Here are 7 things to look for when selecting the right gym:
“What is your fundamentals program?”
One of the biggest differences between gyms is how they bring new athletes into their community.
Some throw you right into group classes on Day 1, others put you through two or three group OnRamp sessions and then release you to classes, and others still require you to go through one-on-one personal training before they graduate you to the group atmosphere.
When it comes to fundamentals programs—unless you have had a lot of experience in the sport of gymnastics AND Olympic weightlifting—the MORE one-on-one attention you get before group classes, the better!
If you find a gym that makes you do 15 personal training sessions with the same coach, you know you’re going to be taken care of and kept injury-free. Yes, it’s more expensive, but it’s your health and you’re worth the investment.
On the other side of the fence, if a gym lets you do a free class with other experienced athletes on your first day, steer clear and keep shopping around!
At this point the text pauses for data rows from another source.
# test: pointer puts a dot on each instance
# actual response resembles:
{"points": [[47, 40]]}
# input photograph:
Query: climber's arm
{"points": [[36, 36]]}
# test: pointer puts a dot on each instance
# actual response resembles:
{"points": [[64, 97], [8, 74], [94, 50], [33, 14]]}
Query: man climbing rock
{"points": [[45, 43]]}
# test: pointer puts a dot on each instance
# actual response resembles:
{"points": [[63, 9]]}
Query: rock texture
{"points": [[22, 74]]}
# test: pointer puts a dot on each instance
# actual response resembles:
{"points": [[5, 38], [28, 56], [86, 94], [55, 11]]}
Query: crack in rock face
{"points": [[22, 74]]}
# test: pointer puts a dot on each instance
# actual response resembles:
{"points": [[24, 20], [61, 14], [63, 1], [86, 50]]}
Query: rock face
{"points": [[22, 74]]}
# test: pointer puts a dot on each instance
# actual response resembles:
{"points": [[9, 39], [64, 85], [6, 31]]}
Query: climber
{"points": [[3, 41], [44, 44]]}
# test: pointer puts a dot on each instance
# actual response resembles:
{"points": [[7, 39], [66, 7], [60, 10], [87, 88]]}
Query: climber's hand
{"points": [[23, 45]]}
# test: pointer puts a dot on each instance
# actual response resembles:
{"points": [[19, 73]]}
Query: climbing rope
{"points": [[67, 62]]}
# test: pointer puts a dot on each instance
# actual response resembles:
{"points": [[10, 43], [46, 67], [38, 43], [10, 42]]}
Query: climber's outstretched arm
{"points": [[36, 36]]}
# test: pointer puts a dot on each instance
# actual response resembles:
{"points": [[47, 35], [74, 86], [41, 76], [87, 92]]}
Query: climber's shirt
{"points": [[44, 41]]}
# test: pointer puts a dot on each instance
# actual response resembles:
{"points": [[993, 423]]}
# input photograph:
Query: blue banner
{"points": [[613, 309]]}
Lifting weights, gymnastics, rowing etc…is technical, and your strengths and weaknesses are personal to you. Select a gym that teams you up with a personal coach, someone consistently in your corner, who can get to know your specific limitations and work with you for years on improving your health and fitness. A relationship with a personal coach will make all the difference in your long-term development.
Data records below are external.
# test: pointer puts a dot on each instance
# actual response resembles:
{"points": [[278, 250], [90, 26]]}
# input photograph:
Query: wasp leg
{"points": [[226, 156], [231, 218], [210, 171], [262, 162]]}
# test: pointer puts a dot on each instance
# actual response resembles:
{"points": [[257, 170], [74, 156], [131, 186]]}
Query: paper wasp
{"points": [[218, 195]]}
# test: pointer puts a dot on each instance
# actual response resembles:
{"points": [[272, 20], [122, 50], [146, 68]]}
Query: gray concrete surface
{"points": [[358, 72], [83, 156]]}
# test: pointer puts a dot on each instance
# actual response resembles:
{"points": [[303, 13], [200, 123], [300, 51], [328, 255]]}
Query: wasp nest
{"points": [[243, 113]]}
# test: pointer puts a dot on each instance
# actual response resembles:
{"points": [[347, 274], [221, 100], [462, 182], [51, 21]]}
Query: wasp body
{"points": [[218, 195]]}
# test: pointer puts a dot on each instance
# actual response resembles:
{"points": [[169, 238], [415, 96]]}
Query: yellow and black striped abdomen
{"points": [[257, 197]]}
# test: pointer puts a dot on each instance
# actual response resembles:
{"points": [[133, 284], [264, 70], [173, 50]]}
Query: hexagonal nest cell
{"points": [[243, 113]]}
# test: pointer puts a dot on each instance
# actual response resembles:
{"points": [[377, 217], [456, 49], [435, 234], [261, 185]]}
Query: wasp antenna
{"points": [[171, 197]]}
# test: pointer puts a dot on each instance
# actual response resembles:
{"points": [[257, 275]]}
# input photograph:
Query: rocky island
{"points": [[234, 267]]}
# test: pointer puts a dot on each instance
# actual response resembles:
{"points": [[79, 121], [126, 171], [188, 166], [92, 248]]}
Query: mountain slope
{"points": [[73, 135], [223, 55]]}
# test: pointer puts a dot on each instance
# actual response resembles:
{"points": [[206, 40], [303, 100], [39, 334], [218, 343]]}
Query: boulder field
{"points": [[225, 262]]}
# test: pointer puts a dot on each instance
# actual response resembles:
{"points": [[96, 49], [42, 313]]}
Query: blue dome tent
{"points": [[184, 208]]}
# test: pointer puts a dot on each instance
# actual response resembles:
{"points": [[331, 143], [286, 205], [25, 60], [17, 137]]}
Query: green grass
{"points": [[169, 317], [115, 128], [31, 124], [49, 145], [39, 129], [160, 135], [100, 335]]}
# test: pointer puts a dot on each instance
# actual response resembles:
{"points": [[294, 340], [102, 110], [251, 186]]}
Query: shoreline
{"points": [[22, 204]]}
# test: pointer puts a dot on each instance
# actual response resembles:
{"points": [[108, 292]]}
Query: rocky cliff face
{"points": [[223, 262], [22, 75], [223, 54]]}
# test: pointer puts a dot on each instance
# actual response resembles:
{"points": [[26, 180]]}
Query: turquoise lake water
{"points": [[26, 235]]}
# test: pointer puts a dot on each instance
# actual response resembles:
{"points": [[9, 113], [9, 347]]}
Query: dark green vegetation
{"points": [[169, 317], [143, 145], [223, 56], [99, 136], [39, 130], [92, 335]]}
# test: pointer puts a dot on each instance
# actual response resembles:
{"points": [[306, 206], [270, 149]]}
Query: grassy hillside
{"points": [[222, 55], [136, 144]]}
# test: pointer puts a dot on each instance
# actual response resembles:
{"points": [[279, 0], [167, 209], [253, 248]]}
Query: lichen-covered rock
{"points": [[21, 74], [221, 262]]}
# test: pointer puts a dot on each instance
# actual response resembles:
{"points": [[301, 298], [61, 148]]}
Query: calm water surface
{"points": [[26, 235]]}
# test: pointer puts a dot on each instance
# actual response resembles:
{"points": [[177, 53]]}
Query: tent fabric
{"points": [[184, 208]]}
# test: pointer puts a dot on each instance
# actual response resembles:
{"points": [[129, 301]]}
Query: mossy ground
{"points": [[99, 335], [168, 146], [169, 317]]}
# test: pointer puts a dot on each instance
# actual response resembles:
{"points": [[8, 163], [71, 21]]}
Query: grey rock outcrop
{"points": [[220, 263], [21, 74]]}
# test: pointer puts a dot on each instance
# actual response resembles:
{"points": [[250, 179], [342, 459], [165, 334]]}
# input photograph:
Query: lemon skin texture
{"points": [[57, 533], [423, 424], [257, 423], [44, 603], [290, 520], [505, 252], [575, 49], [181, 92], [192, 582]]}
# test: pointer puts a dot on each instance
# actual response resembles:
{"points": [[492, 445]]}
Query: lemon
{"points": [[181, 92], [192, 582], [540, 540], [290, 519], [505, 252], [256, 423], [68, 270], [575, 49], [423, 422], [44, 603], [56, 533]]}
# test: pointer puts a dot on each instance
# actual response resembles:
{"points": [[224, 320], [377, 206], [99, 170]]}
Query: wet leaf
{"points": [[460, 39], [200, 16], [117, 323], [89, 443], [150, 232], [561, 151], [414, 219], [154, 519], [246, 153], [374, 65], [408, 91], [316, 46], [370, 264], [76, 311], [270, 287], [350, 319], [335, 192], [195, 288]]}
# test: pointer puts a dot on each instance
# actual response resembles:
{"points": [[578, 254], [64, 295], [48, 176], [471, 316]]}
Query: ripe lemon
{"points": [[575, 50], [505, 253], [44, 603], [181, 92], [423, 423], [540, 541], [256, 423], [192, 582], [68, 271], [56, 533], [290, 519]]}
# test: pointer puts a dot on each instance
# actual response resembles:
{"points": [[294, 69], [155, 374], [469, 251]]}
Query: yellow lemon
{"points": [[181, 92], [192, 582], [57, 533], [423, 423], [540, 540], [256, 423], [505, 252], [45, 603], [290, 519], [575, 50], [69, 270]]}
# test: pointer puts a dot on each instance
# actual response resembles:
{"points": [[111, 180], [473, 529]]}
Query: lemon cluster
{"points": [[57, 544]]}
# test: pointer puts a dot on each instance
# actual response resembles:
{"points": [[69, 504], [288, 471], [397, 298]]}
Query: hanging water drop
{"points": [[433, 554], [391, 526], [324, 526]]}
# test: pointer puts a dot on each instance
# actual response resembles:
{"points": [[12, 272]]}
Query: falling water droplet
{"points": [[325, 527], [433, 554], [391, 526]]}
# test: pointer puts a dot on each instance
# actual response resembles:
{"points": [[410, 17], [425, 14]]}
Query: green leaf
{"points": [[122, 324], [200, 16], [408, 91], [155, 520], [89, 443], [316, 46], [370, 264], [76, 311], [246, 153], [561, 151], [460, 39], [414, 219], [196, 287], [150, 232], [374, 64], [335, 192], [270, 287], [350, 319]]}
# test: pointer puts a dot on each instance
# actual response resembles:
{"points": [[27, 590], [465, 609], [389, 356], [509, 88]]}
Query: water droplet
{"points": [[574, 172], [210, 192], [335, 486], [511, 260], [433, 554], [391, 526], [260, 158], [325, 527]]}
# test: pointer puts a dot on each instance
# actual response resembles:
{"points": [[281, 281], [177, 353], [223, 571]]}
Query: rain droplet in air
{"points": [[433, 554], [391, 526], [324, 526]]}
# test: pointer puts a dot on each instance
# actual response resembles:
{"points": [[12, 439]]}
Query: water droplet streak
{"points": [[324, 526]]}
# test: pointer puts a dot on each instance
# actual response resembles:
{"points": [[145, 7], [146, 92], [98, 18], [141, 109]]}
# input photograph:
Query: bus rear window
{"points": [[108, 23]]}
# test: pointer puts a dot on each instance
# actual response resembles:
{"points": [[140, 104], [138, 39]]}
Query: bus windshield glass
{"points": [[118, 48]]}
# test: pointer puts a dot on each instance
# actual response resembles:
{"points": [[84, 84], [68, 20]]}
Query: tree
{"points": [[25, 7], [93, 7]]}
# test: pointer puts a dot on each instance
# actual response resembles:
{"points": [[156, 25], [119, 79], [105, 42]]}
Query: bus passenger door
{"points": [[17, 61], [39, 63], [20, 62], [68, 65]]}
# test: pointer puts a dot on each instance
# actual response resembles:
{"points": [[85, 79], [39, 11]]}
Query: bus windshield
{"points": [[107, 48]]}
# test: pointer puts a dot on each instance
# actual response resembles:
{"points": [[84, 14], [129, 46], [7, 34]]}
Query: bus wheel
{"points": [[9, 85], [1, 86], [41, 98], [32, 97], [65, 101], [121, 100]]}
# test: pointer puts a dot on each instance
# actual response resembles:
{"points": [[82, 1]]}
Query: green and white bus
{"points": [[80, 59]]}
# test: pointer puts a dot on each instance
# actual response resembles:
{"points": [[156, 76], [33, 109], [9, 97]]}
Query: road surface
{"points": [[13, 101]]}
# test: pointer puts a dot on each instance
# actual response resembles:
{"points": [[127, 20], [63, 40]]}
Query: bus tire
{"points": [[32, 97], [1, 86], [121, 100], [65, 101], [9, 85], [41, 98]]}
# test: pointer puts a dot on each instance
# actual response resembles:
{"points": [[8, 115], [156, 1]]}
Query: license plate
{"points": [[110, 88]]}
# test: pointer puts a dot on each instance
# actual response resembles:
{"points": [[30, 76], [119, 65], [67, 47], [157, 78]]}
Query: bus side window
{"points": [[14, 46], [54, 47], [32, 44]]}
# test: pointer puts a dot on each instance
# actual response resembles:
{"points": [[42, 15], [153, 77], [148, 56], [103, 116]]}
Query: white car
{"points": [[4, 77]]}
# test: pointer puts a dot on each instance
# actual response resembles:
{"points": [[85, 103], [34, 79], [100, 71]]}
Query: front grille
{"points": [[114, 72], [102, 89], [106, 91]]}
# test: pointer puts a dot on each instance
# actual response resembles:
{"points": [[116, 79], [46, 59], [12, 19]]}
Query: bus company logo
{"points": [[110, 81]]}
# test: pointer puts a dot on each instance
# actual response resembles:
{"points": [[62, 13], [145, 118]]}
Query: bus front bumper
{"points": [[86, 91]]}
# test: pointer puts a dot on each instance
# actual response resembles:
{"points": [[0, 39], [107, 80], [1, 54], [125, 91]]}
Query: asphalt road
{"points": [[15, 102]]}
Ask around. How long have the gym’s coaches been around? If every coach is in his first year there, chances are the gym’s coach retention isn’t great (unless the gym just opened).
Gyms with high coach retention are doing something right (not to mention, you’ll get more experienced advice). If the gym has five coaches who have been there for 5-plus years, you’re in the right place.
Lots of fitness facilities look rough around the edges. BUT, bathrooms and floors, for example, should be clean. If the gym is sloppy and careless with cleaning bathrooms and floors then chances are this sloppiness extends to the rest of the business.
If the only service the gym offers is “group classes,” move along. Find a gym that offers a broad range of services to meet everyone’s needs, such as personal training, nutrition counseling, individual programming, and other classes, such as weightlifting, mobility, or gymnastics classes.
This one is specific to you, but some gyms cater to older folks, while others pride themselves on being competitive in the CrossFit scene, for example.
Find out what the average age is of the people at the gym, and choose one where you think you’ll be fit in and feel comfortable. After all, it’s the people who are going to keep you around the gym for years, so choose a place where you think you’ll be able to forge strong connections.
Don’t assume the coaches are educated. Ask, ask, ask about their credentials. Do they have a weekend certification and nothing else, or are they into continued education to constantly improve their knowledge?
On a similar note, ask about the programming. What are the principles behind the training program you’ll be following? You’re there to see results, so you might as well select a gym whose programming has some thought, and some science, behind it.
There are tons of good gyms out there, but you might as well select the best one for your needs and goals so take the time to search around, and be willing to spend a little more money to become as healthy and fit as you’ve always dreamed of.